Today I am reviewing Langfuse, a prompt management tool, to see how well it handles errors that crop up during the course of building an AI based application.
This is the Langfuse trace panel. Rather showing traces on the dashboard for each individual prompt they went with a universal tracing panel for all prompts together. If there is an error with you prompts, this is where you will be investigating. C
Clicking on an individual trace then opens up a detailed view of that individual prompt call that looks like this:
I understand that it’s just showing me the inputs and the outputs for a single prompt call, but I feel intimidated. This level of overwhelm seems a bit unreasonable given that I just want to know if the call was successful or not.
Setting things up to get to this stage was also confusing. The original set up to retrieve a prompt from Langfuse looked like this:
Compare this to the screenshot below with everything I had to change to get calls to show up in the tracing panel. That’s a lot of extra code, given that I am tracing prompt that are stored on Langfuse.
Anyways, now that everything is setup , let see how well the system helps me detect errors when something goes wrong.
Changing the shape of the payload ❌
I switched the shape of the payload to a prompt from an object where each key corresponded to a form field in my simple app to an array with the same values.
To be clear, I’m not expecting this to work. What I want to understand is how it handles these kind of catastrophic changes.

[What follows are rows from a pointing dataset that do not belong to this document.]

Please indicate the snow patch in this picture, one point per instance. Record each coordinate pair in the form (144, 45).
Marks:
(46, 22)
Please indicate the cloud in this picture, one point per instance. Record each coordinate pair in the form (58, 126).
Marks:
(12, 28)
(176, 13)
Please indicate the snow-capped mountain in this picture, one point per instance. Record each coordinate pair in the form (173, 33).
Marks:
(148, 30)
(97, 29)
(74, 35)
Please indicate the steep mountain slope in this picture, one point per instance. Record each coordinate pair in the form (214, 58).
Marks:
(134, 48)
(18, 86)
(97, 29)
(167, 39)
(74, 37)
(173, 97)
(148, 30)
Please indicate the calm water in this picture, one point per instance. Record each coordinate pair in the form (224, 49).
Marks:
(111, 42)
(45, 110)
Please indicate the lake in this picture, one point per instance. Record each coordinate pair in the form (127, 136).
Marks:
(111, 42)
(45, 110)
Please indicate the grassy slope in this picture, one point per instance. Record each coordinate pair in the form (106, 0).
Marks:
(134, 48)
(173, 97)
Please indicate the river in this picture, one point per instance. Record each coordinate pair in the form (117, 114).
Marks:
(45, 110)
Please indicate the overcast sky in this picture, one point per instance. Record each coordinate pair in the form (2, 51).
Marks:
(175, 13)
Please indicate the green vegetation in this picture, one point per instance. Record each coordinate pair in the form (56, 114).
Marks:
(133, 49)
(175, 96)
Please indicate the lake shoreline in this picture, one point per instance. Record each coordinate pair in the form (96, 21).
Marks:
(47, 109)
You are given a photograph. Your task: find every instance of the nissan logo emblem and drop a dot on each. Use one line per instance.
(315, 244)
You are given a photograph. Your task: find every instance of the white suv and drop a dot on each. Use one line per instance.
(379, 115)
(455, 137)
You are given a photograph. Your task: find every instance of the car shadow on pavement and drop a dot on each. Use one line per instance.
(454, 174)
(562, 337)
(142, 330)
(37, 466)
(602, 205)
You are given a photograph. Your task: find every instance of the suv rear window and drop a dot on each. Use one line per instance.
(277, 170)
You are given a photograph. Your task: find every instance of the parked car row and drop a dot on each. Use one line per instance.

Prompt Manager - No Failure
The prompt ran normally. There was no indication of any errors. It returned a normal response. I could see the array passed in as inputs on the trace but the output had nothing to do with the inputs. ChatGPT just ran the prompt without inputs and made up a response.
Codebase - No Failure
There were no errors in the code base. This was expected prompt ran as normal and just returned a made up response, rather than creating content related to the information I was passing in.
Sending too much information 🙈
Next I tried adding an extra key value to the object I was passing into my prompt. So instead of sending a payload object with data from 5 form fields, I was sending an object with 6 bits of information.
Prompt Manager - The prompt worked as normal, this time it did return a response that was relevant to the inputs. But it just ignored the extra information. That said, I was able to see the extra information passed in though, but nothing to alert me to the fact that the prompt was receiving information that it was not using.
Codebase - Same, no errors or warnings, the redundant data was just ignored.
Not sending enough information 🤐
I added a new input variable to the prompt in the prompt manager to see if calling a prompt with insufficient data would throw any kind of warning.
Prompt Manager - The prompt worked as normal and just ignored the missing information. I could not find any way to mark a input variable as required. They all just seem to be optional by default.
Codebase - Same, I wrapped the call in a try catch block and there were no errors or warnings in my console.
No Rollbackability
I could see the different version of my prompts in the prompt manager but there was no way to roll back to a previous version now that I had made a mess of teh latest version with this extra input variable.
Returns Incomplete JSON ⚠️
Since Langfuse is a compiler, there is no way to adjust temperature and token settings in the prompt manager. I have to hardcode these kinds of changes into my api call in source code. This is unfortunate since the whole point of a prompt manager, from my perspective at least, is to give non-technical contribute a space to edit and optimize your prompts. Without access to configuration options like token count and temperature settings, they will have one arm tied behind their back.
regardless I hardcode the token limit to 40 and set teh repsonse format to JSON which would almost certainly force ChatGPT to return invalid JSON. I wanted to see if the Langfuse tracer would alert me to these kinds of detectable errors.
The response was incomplete JSON.
The tracer even gave the response a happy green background as if to say everything was fine, despite the finish reason
being length
in the response output.
On the developer end I do get a response object that has the headers. So I would be able to debug this and see that the reason it finished because of a length limitation ("finish_reason": "length")
However I would have liked to also see this in the prompt manager since this is clearly an avoidable and easily detectable error but I was not alerted to it in any way.
I felt out of my depth setting Langfuse up and using it to trace calls. I had hoped that all the extra chrome would have made it much easier to detect simple errors like the ones I went through here, but unfortunately not. As a developer, if I’m going to be working with a client or a product team via a prompt manager I would expect more proactive error detection and clearer communication of issues so that I can be relatively confident that the prompt team is making obvious error when they update prompts.
This teardown was conducted with respect for Langfuse’s team and product, I hope this was useful to them, and I welcome any feedback or updates to the post.